Auch wenn jeder seines Glückes Schmied ist und damit kein Nachkriegsgeborener Neo-Nazi die Verantwortung auf die Eltern oder Großeltern schieben kann, ist es erstaunlich, wie es manch‘ Altvorderem gelingen konnte, sein bräunlich gärendes Gedankengut weiterzugeben. Dieses Phänomen ist fast unerklärlicher als die Tatsache, daß vielen es auch in Jahrzehnten nicht gelungen ist, ihre ideologische Verbiegung loszuwerden. Wir erleben Nämliches nach der Wende mit halsstarrigen Kommunisten, denen die DDR-Diktator erfolgreich und nachhaltig den Kopf verdreht hat.
Meine Mutter lebt seit einigen Monaten in einer Seniorenresidenz am Rhein in einer eigentlich ausländergewöhnten Gegend, in der das Personal sich aus einer Vielzahl von Hautfarben und Nationalitäten zusammensetzt. Aufgrund der guten Führung herrscht in dem Haus eine außergewöhnlich angenehme und freundliche Atmosphäre, in der grundsätzlich die unterschiedlichen Kulturen äußerst respektvoll und vorbehaltslos miteinander umgehen.
Aber Ausnahmen bestätigen bedauerlicherweise die Regel. Da gibt es doch tatsächlich Alte, die sich zum Beispiel weigern, ihre Räume von einer ausländischen respektive auslandsstämmigen Putzkraft reinigen zu lassen.

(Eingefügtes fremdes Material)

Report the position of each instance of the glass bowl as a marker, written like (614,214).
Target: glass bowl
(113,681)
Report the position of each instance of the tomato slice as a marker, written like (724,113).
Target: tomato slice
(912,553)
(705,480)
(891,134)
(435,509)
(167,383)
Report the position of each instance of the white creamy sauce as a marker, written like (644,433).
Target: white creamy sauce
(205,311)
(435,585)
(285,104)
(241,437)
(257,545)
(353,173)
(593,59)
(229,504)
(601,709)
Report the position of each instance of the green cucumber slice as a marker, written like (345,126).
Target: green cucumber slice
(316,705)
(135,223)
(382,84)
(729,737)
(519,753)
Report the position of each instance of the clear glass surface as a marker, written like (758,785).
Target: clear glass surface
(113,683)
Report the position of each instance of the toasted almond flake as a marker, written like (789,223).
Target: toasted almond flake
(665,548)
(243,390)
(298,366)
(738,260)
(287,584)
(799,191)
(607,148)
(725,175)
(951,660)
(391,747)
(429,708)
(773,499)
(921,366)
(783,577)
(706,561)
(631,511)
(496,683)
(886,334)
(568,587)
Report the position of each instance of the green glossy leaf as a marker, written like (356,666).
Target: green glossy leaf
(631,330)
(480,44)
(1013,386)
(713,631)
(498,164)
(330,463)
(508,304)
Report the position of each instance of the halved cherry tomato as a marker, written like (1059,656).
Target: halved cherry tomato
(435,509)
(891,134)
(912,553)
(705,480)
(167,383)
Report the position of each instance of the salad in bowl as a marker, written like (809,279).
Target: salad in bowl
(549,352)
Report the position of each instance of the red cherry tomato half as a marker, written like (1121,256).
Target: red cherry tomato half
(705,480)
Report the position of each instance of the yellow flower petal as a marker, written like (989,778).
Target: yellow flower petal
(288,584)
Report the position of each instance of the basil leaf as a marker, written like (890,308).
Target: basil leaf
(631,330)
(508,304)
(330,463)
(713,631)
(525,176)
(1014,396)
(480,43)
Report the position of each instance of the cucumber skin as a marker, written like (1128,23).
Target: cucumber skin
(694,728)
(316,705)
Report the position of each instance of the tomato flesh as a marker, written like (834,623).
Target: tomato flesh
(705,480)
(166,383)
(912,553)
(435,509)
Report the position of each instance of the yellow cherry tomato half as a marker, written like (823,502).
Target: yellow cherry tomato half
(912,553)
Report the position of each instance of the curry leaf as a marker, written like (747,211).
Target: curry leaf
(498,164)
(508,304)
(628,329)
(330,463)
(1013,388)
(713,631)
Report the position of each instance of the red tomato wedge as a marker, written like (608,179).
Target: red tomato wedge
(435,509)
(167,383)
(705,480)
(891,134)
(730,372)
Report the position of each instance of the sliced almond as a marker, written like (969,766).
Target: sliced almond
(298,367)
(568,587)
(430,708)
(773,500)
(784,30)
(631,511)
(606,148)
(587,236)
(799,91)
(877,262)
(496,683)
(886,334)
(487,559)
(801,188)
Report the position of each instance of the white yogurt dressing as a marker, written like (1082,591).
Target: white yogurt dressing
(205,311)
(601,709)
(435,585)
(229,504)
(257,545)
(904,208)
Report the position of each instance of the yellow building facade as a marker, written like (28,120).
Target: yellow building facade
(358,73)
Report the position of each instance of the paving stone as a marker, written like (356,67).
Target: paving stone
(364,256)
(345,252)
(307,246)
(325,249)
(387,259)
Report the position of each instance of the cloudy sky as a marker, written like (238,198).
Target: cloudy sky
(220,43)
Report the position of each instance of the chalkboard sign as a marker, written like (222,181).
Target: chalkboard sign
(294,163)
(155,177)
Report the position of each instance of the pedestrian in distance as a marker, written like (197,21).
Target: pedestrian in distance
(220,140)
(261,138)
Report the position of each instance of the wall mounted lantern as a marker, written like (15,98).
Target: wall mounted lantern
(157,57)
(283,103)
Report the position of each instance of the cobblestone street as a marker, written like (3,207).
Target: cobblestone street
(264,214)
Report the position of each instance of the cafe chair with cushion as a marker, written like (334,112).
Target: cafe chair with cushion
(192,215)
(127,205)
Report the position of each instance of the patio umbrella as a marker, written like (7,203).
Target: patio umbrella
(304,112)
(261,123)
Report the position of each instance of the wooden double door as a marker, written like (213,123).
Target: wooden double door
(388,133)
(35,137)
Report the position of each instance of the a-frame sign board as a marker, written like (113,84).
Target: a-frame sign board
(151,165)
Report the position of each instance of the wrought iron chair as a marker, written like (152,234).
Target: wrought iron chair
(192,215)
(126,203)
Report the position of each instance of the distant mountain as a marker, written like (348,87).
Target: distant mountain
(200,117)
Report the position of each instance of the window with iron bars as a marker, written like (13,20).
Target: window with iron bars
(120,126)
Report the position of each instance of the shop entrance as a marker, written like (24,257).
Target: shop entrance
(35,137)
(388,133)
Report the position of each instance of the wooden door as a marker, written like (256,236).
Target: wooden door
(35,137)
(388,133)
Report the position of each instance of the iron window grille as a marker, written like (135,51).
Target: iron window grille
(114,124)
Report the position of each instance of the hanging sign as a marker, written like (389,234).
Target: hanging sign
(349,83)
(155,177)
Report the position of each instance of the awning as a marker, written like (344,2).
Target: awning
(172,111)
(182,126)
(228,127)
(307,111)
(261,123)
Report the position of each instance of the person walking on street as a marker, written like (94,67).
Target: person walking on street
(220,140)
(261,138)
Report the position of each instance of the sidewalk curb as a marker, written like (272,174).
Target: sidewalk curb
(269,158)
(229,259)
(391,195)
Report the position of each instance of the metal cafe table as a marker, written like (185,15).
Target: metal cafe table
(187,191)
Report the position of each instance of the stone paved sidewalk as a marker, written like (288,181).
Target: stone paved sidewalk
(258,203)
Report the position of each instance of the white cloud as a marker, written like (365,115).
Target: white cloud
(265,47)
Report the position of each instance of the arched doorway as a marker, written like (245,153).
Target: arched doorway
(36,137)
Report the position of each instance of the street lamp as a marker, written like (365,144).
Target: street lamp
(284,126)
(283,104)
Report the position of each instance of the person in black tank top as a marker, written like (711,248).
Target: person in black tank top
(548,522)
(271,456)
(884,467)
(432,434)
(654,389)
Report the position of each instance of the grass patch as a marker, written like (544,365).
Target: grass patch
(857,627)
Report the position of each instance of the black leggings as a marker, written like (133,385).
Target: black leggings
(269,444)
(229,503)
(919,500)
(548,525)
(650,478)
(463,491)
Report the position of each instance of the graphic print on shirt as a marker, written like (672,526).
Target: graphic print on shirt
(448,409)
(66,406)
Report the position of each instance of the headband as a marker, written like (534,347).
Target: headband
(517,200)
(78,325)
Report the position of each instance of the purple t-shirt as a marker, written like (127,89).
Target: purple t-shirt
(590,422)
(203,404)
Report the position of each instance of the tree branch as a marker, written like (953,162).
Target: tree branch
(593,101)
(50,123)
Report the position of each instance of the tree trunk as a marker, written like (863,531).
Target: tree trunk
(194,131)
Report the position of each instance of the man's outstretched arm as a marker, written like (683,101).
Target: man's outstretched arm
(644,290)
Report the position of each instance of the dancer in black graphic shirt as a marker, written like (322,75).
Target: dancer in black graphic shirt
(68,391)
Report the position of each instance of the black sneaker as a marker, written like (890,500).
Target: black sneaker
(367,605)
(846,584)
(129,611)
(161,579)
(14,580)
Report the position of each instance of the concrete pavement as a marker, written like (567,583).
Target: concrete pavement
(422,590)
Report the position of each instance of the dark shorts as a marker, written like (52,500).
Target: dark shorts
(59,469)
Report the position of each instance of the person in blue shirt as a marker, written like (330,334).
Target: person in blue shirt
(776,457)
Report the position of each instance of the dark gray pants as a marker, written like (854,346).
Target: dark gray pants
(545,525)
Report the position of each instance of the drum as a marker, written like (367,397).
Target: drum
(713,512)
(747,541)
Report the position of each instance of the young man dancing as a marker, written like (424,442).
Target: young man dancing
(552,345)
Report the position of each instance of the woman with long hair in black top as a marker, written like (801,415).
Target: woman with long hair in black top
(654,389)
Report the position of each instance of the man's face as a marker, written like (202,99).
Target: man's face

Und so betritt meine Mutter vor einigen Tagen einen Aufzug, in dem ein schwarzhäutiger Hausangestellter steht. Nach der hausüblichen freundlichen Begrüßung stellt der perfekt deutschsprechende junge Mann meiner kleinen, zierlichen Mutter die eingangs zitierte Frage. Auf die vollkommen erstaunte Gegenfrage, warum sie denn um Gottes Willen Angst haben sollte, erklärte ihr der nette Mann, daß genau solche Stimmen schon laut geworden wären. Es gibt noch viel zu tun! Und es bleibt nicht mehr viel Zeit, die verbohrten Alten zu bekehren, um den von ihnen angerichteten Flurschaden zu begrenzen oder gar zu bereinigen. Ansonsten wäre ich für Rausschmiß. Man kann nicht alles ungestraft durchgehen lassen. Wenigstens aber braucht es einen Aufstand der Anständigen, die hoffentlich in der Mehrzahl sind, um die minderheitshassenden Minderheiten dorthin zu stellen, wo sie hingehören, nämlich in die Ecke. Das dürfte eine interessante Erfahrung für diese Typen sein, in deren Weltbild sonst eher an die Wand gestellt wird.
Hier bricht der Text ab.